CS 748: Advances in Intelligent and Learning Agents
(Spring 2023)
(Page last edited .)
Instructor
Shivaram Kalyanakrishnan
Office: 220, New CSE Building
Phone: 7704
E-mail: shivaram@cse.iitb.ac.in
Teaching Assistant
Santhosh Kumar G.
E-mail: santhoshkg@iitb.ac.in
Class
Lectures will be held in 101, New CSE Building, during Slot 13:
7.00 p.m. – 8.25 p.m. Mondays and Thursdays.
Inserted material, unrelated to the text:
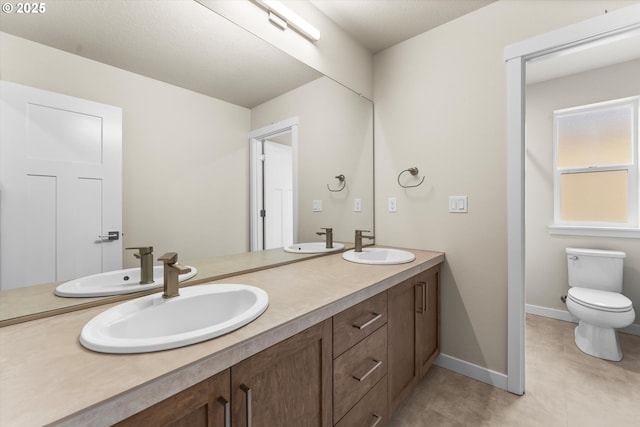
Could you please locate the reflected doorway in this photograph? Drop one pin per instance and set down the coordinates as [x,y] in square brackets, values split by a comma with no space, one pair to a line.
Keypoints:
[273,180]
The instructor will be available for consultation immediately
following class, up to 9.00 p.m., on both Mondays and Thursdays. He
will also hold office hours (220, New CSE Building) 9.00
a.m. – 10.00 a.m. Wednesdays.
Course Description
Artificial intelligence is fast making inroads into various fields,
and is indeed influencing our lives in a telling way. This course will
accustom students to the state-of-the-art in designing and deploying
intelligent and learning agents. The course will build upon the
platform laid by CS 747 (Foundations of Intelligent and Learning
Agents) to engage students in targeted research and system-building
projects.
The course has three main objectives. First, it seeks to impart
students the mindset that artificial intelligence and machine learning
can substantially benefit real-world problems, and give them the
confidence that they can drive this process. Second, the course seeks
to develop the students' skills to abstract, analyse, design,
implement, evaluate, and iterate while devising solutions. The third
objective of the course is to train students to comprehend technical
discourse and sharpen their communication skills.
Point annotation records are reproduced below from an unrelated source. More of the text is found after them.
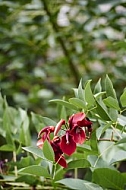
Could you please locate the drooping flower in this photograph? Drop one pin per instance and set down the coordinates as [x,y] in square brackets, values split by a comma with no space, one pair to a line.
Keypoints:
[59,157]
[58,126]
[44,134]
[80,120]
[78,135]
[68,145]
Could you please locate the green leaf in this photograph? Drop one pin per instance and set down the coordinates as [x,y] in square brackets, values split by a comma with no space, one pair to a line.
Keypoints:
[112,103]
[7,147]
[35,170]
[93,142]
[79,184]
[122,141]
[108,178]
[77,102]
[98,88]
[109,88]
[88,94]
[48,151]
[97,162]
[119,156]
[102,129]
[102,112]
[123,98]
[80,163]
[81,91]
[34,150]
[48,122]
[64,103]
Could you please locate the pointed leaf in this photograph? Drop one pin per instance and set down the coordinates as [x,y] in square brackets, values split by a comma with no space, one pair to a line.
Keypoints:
[35,151]
[80,163]
[119,156]
[48,151]
[98,87]
[79,184]
[122,141]
[123,98]
[111,102]
[7,147]
[64,103]
[88,94]
[109,88]
[35,170]
[77,102]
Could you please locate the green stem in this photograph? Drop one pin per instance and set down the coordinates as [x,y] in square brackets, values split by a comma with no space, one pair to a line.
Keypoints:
[61,41]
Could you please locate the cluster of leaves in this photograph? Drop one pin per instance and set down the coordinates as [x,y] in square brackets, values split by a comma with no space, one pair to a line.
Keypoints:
[100,157]
[58,41]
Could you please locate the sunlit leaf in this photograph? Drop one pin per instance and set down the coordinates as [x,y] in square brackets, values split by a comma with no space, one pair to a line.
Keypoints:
[80,163]
[109,88]
[35,151]
[111,102]
[48,151]
[77,102]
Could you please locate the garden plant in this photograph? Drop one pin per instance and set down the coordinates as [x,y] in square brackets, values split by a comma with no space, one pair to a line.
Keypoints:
[83,149]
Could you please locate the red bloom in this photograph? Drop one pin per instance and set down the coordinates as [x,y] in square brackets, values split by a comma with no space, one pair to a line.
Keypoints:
[44,134]
[59,158]
[68,145]
[58,126]
[78,135]
[80,120]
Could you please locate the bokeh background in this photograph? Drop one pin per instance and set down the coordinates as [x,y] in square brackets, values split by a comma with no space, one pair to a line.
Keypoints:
[47,46]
The course is organised in the form of two parallel
tracks: class discussions based on research papers, and a
semester-long
research project. Students will be provided a reading
assignment every class, and will be expected to turn in a response
summarising their understanding and related observations. Individual
responses will be shared with the class, and will guide the class
discussion. Topics covered in the reading assignments will include,
among others, multiagent learning, POMDPs, theoretical analysis of MDP
planning and learning, representation discovery, exploration,
abstraction, animal behaviour, evolutionary algorithms, philosophy of
AI, and applications.
The research project presents an opportunity to students for
applying their learning in creative and imaginative ways to
understand, build, and analyse systems. Both theoretical and empirical
investigations may be undertaken. Students may work alone or in teams
(of size up to three). Each team will be guided individually through
the phases of the research project, but will share its progress with
the class at designated intervals.
Prerequisites
Registration is open to students who have taken CS 747 (any
previous offering) and secured a grade of AA or AB.
Evaluation
Class discussions will carry 45 marks, of which 35 marks will be
for written responses to the reading assignments, and 10 marks for
contribution to class discussions.
The research project will carry 55 marks, divided as: 5 marks for
an introductory presentation, 5 marks for a proposal, 10 marks for a
mid-stage presentation, 10 marks for the final presentation, and 25
marks for the final report. An outstanding research project
will bypass the regular evaluation criteria and automatically result
in an "AA" grade for the concerned team.
All submissions must be made through Moodle.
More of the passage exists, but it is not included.